The special teams game should feature strength against strength, as the Fighting Sioux power play (ranked seventh in the country) goes head to head with BC’s penalty kill (ranked 10th). North Dakota has the sharpshooters up front that make for a dangerous PP (led by Oshie, with 11 PPGs, and sophomore Travis Zajac, 8), but BC counters with quick, hard working forwards who are quintessential penalty killers. The Eagles have dominated while killing penalties in the postseason, allowing only one PPG in the last four games and scoring twice shorthanded. On the other side – the one that we’re more likely to see, given that North Dakota averages 23.0 penalty minutes per game – neither team excels. The Eagles are a woeful 15.3 percent with the man advantage, while only four NCAA Tournament teams ranked lower than North Dakota on the penalty kill (25th at 83.3 percent).

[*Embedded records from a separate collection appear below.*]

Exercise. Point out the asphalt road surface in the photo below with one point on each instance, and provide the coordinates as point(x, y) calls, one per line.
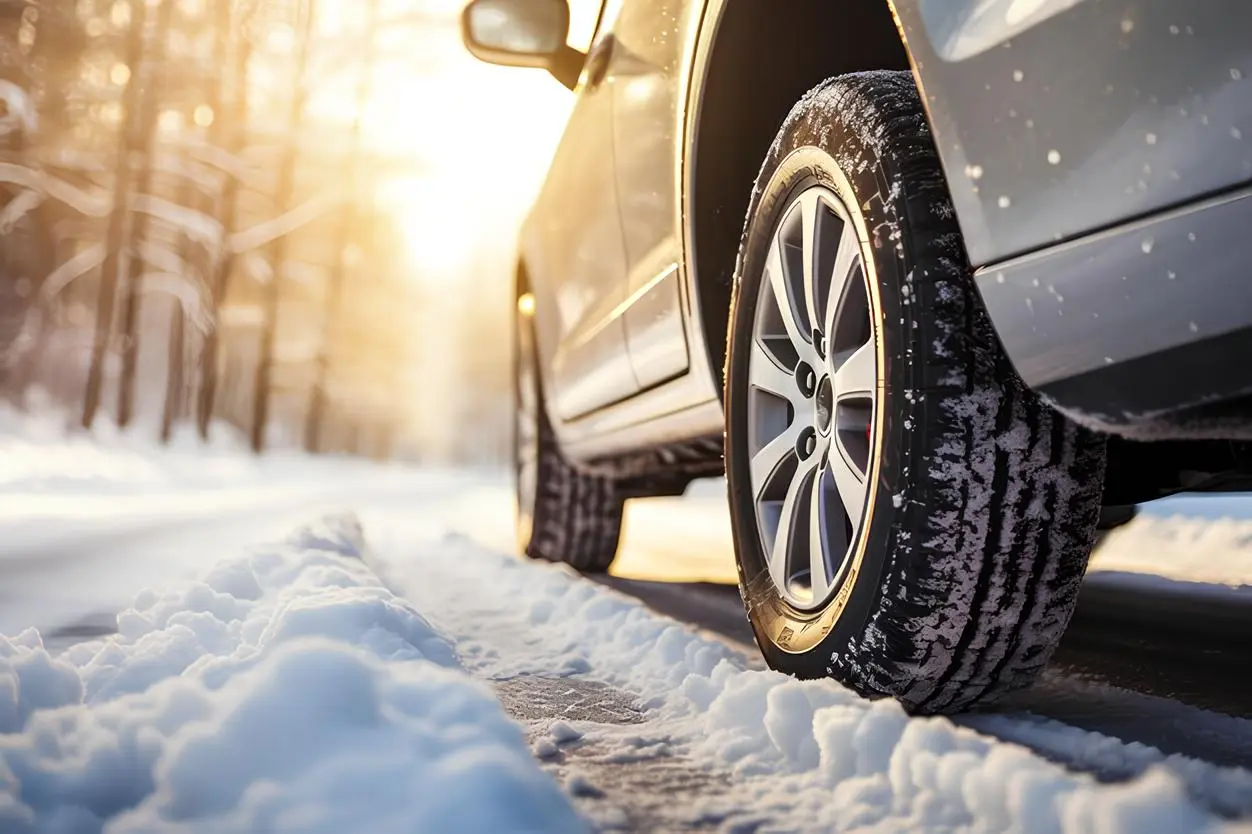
point(1146, 661)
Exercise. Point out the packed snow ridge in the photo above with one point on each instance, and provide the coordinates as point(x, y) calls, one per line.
point(288, 690)
point(814, 755)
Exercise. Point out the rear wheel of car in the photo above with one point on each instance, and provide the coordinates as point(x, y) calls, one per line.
point(562, 515)
point(909, 519)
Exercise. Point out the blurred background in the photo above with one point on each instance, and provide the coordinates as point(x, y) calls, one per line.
point(288, 219)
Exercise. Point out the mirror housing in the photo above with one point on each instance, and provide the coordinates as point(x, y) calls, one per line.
point(522, 33)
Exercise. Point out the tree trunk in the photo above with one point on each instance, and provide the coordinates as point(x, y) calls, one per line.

Dave Hakstol, in just his second season, has quickly become a fixture at the Frozen Four, albeit not with the history that his counterpart boasts. Neither Hakstol nor Jerry York is the fiery type – both tend to be stoic behind the bench, Hakstol with his arms crossed and York clutching his ever-present notebook. But they will both have their teams emotionally charged, and more important, playing their systems to a T.

WHY BOSTON COLLEGE WINS: While North Dakota came out of the NCAA West Regional with a pair of seemingly effortless wins, no team was as dominant last weekend as Boston College, and the Eagles did it against stiffer competition, and away from home ice. BC has bounced back from its February slump and is playing its best hockey, getting contributions from a variety of players up front and flawless efforts from Schneider in goal.

WHY NORTH DAKOTA WINS: The Fighting Sioux are primed to claim their second Milwaukee national title in nine years behind a stable of forwards whose talent, as a group, is second-to-none in the NCAA. When they surrender the puck – perhaps that should say “if” – an imposing defense and the tournament-tested Parise provide support.